Ann Leonard
The sustainability team at BDO has seen firsthand that embracing climate risks and opportunities not only strengthens an organisation’s resilience but also opens the door to real savings, innovation, and competitive advantage. Yet we’ve also noticed that it can be challenging for an organisation to embrace climate considerations.
A strange thing happens when you bring up climate risk in a business setting. People’s eyes glaze over, assuming that what they are about to hear is do-gooder nonsense that has nothing to do with them. This happens even though most senior leaders are more than comfortable discussing market and geopolitical risk, or currency volatility.
So, what is different about ‘climate risk’? Is it that people don’t trust the science because it can’t provide precise predictions of the weather in five years’ time?
That’s not how climate risk works - and frankly, it’s not how business works, either. Nobody expects precision in other business risks – they plan with ranges, scenarios and hedges.
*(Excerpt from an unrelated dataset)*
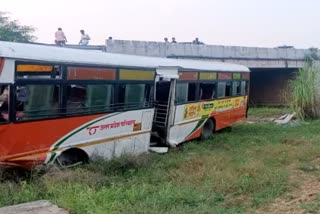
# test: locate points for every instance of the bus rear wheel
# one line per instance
(207, 129)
I believe we’re not framing climate risk in terms our business leaders understand. We’re talking in our own technical language, hoping the message lands by virtue of its urgency. It doesn’t, and it’s time we got smarter about that.
Scenario planning is the bridge
One of the most effective ways to make climate risk real for business leaders is to reframe it through something they already use and trust: scenario planning.
Scenario planning is how companies deal with uncertainty. It’s how they plan for a currency shift or model supply chain disruption. Companies don't need perfect foresight - they need a range of plausible futures, and a strategy that works across them.
We can apply the same thinking to climate.
These are business questions. And climate scenario analysis can help answer them - or at the very least, help leadership start asking better questions.
| 23 January 2026 |

Ann Leonard
That’s what we’ve been working on at BDO. When we conducted a climate scenario analysis across our global network, we looked at physical risks (like flooding, wildfires, extreme heat) for over 850 offices worldwide, and we considered transition risks related to regulation, reputation, and market dynamics.
Was it perfect? No. Was it deep and localised for every country? No! But it gave us a map and a starting point for conversation.
And here’s what we learned.
Lesson one: make the data relevant
If we want climate risk to be taken seriously, we must anchor the data in what matters to business leaders. That means explaining the relevance of the data using less theory and focusing more on business implications.
Communicating climate insights as responsible business leaders - rather than climate specialists - helps move climate from an abstract threat to a set of concrete insights that feed directly into business planning, enabling leaders to prioritise investments, adapt strategies, and allocate resources where they will have the greatest impact.
Lesson two: make it personal
One of our team members put it best: climate risk is not a separate issue, it’s a lens, something to apply to the business concerns you already have.
We’ve found that by personalising the climate conversation - not just by geography but by job function - it starts to land because we are shifting the message to what people already understand and care about, and what they feel they have some influence over.
Lesson three: make risk the way in
Sustainability doesn’t always have a seat at the table. But risk does.
That’s why we’re starting to engage more closely with our internal risk leaders. If we want to move climate from the sidelines to the strategy table, we have to make friends with the people who manage risk for a living. That means speaking their language, embedding climate risk into familiar frameworks, and demonstrating how climate affects business continuity and enterprise resilience.
When climate is treated as another element of risk - rather than a separate moral issue - it can join the conversation where decisions are made.
Looking ahead
In 2026, our largest BDO firms will be required to conduct their own climate risk and opportunity evaluations, with some firms already having started. That’s encouraging. But the real value isn’t in the reports and checklists - it’s in the conversations. It’s about using the evaluations as a launchpad to ask better questions: What if? What then? And what can we do now?
A call to climate communicators
If you're someone who already understands the importance of climate risk, here’s my ask:
And above all, remember that if we are going to effect change, sustainability must become a business issue - not just a moral one.